The Toba eruption, which occurred about 74,000 years ago, at the site of Lake Toba on Sumatra, Indonesia, spread its ash over wide areas in Southeast Asia and is an important marker horizon in many paleo archives.
Caroline Bouvier, one of the researchers at the Earth Observatory, just found a several meters thick ash layer in a construction pit on campus. To be sure that the ash really derives from the Toba eruption, she took samples for further analyses and dating. It will be really interesting to see if the ash can be attributed to the Toba mega eruption or if it is much younger. The 1-2 m thick ash layer in the construction pit could clearly be seen based on its whitish color, which distinguished from the upper and lower layers.
Wikipedia has quite some information about the Toba eruption, in case someone wants to read up.
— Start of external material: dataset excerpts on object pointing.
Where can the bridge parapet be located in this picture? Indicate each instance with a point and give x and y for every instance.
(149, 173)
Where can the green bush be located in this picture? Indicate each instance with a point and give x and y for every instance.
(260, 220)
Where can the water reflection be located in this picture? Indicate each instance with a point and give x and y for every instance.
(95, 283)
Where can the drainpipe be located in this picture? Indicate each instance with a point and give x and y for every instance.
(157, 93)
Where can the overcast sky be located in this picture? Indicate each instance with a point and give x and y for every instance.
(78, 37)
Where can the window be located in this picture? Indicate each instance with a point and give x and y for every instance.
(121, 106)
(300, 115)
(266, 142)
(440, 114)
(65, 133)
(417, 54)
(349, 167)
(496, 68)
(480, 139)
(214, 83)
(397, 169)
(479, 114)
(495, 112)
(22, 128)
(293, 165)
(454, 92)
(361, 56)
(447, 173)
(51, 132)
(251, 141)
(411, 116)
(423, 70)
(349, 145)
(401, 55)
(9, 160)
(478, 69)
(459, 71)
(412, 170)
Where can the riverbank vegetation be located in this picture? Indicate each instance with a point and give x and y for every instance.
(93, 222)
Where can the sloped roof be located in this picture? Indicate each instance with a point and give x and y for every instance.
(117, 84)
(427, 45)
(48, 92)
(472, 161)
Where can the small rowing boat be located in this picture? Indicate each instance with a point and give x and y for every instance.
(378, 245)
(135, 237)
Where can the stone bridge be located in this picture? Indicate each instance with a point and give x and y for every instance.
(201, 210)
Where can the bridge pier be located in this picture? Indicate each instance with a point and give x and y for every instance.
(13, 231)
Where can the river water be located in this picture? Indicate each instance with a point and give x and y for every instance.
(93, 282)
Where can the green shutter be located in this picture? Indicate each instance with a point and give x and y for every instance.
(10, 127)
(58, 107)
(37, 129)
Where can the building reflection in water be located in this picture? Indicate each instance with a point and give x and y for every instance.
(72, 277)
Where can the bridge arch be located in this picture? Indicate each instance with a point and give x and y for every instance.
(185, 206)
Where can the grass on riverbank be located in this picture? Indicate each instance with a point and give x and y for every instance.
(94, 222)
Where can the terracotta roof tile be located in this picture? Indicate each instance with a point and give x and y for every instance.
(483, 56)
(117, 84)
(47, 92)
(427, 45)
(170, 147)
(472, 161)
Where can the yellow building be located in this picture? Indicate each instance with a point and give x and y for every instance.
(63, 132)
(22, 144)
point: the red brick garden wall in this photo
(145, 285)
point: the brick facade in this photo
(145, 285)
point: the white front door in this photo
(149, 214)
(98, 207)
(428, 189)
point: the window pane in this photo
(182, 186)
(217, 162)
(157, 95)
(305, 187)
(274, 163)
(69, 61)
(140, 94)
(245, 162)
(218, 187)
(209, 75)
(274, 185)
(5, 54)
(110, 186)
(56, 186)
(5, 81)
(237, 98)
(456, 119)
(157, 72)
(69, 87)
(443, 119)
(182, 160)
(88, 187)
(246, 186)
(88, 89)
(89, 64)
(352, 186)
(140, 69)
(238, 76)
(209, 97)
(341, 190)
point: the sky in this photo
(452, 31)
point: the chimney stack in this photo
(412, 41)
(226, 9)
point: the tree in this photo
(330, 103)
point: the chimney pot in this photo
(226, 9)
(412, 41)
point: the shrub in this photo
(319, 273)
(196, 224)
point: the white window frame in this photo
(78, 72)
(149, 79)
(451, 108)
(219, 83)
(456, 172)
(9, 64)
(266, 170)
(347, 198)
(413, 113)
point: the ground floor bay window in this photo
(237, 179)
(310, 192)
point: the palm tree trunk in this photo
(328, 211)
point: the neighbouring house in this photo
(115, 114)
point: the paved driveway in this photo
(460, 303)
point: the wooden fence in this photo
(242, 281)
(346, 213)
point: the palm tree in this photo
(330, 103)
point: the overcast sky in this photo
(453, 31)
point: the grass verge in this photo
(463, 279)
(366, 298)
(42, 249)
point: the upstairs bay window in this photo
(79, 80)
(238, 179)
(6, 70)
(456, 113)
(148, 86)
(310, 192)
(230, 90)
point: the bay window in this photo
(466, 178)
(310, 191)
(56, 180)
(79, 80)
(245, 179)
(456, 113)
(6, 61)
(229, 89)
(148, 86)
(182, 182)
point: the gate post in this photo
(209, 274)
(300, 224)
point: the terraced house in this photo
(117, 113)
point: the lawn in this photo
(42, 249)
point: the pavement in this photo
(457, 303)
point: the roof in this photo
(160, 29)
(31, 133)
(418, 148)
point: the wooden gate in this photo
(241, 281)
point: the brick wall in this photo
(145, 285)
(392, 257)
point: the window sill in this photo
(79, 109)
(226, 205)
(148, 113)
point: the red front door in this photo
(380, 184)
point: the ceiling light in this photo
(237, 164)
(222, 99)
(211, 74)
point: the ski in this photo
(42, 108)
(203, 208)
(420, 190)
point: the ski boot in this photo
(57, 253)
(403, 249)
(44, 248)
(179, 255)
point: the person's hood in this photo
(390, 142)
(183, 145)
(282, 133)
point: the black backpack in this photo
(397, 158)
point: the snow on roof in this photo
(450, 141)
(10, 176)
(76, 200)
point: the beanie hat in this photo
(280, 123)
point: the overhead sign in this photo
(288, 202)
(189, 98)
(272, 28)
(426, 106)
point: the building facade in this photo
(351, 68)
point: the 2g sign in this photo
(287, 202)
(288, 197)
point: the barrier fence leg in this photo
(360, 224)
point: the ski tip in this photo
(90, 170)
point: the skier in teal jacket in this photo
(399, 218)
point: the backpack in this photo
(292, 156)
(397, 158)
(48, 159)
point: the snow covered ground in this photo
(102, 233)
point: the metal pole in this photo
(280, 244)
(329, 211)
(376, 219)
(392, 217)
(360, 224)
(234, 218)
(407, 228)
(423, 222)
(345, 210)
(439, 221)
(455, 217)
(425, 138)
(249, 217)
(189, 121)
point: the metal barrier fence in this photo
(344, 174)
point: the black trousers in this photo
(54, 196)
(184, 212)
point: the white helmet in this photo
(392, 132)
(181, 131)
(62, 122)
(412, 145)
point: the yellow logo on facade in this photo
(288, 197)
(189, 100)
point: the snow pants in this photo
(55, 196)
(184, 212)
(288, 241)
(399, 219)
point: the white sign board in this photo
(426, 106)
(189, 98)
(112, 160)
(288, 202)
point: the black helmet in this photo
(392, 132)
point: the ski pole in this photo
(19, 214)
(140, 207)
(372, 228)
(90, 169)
However there are a number of really big mistakes in the text, such as for example that the eruption coincided with the start of the last glacial period. This is not correct, since the last glacial period started much earlier, around 115,000 years ago.
I would have liked to crawl around and study the sections much more, and especially the layers under- and overlying the ash. But we were not allowed to do that, because the people on the site told us that this would be too dangerous. Not sure if they ever saw risky geologists in action? But since it was so hot and humid, I did not insist too much and instead ended the small excursion with a coffee in a cool, air-conditioned place!